I have lots of workflows that gets farmed out to sub-agents that then write reports to disk, and produce a summary to the main agent, who will then selectively read parts of the report instead of having to process the full source material or even the whole report.

replies(1): >>storus+9U1

>>vidarh+0L
OK, so you are essentially using sub-agents as summarizing tools of the main agent, something you could implement by specialized tools that wrap independent LLM calls with the prompts of your sub-agents.

replies(1): >>vidarh+B33

>>storus+9U1
That is effectively how sub-agents are implemented at least conceptually, and yes, if you build your own coding agent, you can trivially implement sub-agents by having your coding agent recursively spawn itself.
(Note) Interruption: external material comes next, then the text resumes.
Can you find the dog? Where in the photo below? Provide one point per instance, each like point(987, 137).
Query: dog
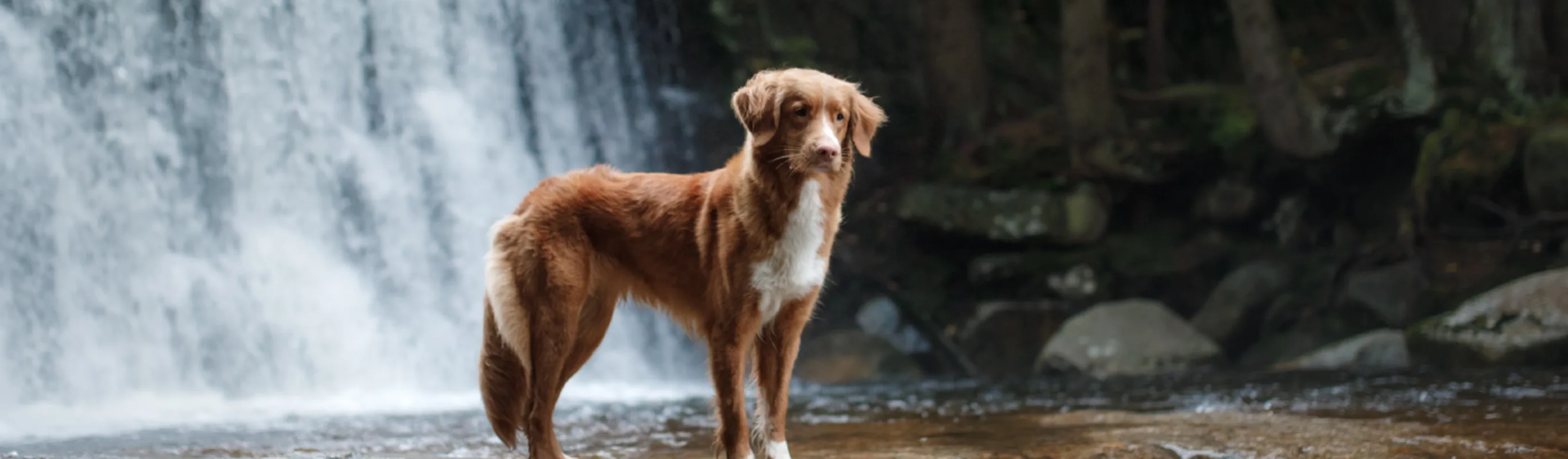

Claude Code and others have some extras, such as the ability for the main agent to put them in the background, spawn them in parallel, and use tool calls to check on the status of them (so basic job control), but "poor mans sub-agents" only requires the ability for the coding agent to run an executable the equivalent of e.g. "claude --print <someprompt" (the --print option is real, and enables headless use; in practise you'd also want --stream-json, set allowed tools, and specify a conversation id so you can resume the sub-agents conversation).

And calling it all "summarising" understates it. It is delegation, and a large part of the value of delegation in a software system is abstraction and information hiding. The party that does the delegation does not need to care about all of the inner detail of the delegated task.

The value is not the summary. The value is the work done that the summary describes without unnecessary detail.